Use the right tools. Patient, plan-adherent investing works best when you can see your full picture — allocation, performance, concentration — without logging into eight different platforms. Thalvi’s dashboard connects all accounts so you spend your time reviewing your actual position, not reconstructing it from fragmented data.
The Confidence Problem
One complication: while women outperform when they invest, they invest less partly because of lower financial confidence. The 2025 P-Fin Index found 45% of US women are considered financially literate versus 53% of men, but researchers have noted that women are more likely to respond “I don’t know” even when they know the answer.
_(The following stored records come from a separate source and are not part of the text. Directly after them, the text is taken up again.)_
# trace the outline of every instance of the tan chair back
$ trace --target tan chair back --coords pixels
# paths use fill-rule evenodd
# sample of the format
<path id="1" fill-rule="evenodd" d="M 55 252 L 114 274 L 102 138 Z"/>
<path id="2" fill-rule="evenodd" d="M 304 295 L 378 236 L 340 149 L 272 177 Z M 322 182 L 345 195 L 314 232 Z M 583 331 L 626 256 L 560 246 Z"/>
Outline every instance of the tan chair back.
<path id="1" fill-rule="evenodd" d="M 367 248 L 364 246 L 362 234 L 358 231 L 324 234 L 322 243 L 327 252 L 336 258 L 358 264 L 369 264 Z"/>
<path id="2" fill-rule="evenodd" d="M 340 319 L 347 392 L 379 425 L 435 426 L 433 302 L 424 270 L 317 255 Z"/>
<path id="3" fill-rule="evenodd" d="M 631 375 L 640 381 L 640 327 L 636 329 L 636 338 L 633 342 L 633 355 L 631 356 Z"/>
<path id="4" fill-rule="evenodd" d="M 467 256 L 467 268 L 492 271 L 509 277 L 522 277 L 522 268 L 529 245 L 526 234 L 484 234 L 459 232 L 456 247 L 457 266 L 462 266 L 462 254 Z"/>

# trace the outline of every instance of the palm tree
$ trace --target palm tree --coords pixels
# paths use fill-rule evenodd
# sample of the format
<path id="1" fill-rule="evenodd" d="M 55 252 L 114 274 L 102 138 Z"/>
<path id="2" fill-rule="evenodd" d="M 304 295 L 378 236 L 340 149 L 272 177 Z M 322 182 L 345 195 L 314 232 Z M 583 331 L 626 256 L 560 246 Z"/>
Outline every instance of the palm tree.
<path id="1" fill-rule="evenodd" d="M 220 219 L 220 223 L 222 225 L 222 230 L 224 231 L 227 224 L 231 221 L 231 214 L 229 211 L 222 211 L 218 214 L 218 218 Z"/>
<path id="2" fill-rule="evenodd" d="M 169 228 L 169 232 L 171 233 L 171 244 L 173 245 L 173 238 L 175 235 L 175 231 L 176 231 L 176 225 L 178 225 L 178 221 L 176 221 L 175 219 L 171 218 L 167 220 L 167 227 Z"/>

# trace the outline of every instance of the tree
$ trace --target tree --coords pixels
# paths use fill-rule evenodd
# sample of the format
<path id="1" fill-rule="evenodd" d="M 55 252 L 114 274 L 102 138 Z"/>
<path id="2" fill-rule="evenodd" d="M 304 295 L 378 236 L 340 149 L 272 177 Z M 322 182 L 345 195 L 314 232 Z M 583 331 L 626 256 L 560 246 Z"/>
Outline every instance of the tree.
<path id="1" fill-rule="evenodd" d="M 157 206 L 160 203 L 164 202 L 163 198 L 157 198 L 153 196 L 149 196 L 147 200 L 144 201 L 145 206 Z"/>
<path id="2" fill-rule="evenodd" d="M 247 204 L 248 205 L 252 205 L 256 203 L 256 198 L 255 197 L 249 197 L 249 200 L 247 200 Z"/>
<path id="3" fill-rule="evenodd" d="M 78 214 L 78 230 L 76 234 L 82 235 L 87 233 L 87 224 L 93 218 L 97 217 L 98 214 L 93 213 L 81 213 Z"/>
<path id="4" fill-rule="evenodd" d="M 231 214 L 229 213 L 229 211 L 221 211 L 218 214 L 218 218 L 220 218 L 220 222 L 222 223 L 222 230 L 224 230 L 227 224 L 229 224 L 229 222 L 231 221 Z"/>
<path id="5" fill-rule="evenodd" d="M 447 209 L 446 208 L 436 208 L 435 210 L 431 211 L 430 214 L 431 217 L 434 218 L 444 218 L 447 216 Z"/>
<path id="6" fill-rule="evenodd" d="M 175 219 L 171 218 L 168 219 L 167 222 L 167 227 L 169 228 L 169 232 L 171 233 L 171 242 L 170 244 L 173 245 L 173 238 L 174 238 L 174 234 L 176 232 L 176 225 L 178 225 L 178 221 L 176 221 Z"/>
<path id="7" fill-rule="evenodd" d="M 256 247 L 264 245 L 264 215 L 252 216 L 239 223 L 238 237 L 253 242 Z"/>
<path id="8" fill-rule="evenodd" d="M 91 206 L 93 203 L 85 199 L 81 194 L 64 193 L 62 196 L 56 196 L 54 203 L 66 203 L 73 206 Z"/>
Lower confidence isn’t justified by outcomes. If anything, male investors’ higher confidence isn’t justified by their worse performance. The calibration is off in a direction that costs women wealth.
Knowing the evidence helps. Women who are aware that their investing instincts are empirically validated are less likely to defer to partners, advisors, or financial media that suggests they should trade more aggressively.
Q&A
What is the evidence that women outperform men in investing?
Multiple independent studies from different countries and time periods find women outperform male investors by 0.4-1.8% annually. Motley Fool cites this range across several studies. Barclays Smart Investor found 1.8% annual outperformance in a study of 2,800 customers. Fidelity found female investors earn up to 1% higher returns. Women's Budget Group found women outperformed male peers and the FTSE100 over a 3-year period. Wiley-published peer-reviewed research (Davydov et al., 2025) also documents the performance gap.
Q&A
Why do women outperform men in investing?
The primary mechanism is lower overconfidence, leading to lower trading frequency. Men trade more frequently on average, generating higher transaction costs and tax drag. Women tend to hold positions longer, buy and hold index funds more consistently, and make fewer reactive trades based on market news. Lower portfolio turnover is one of the most reliable predictors of investment outperformance.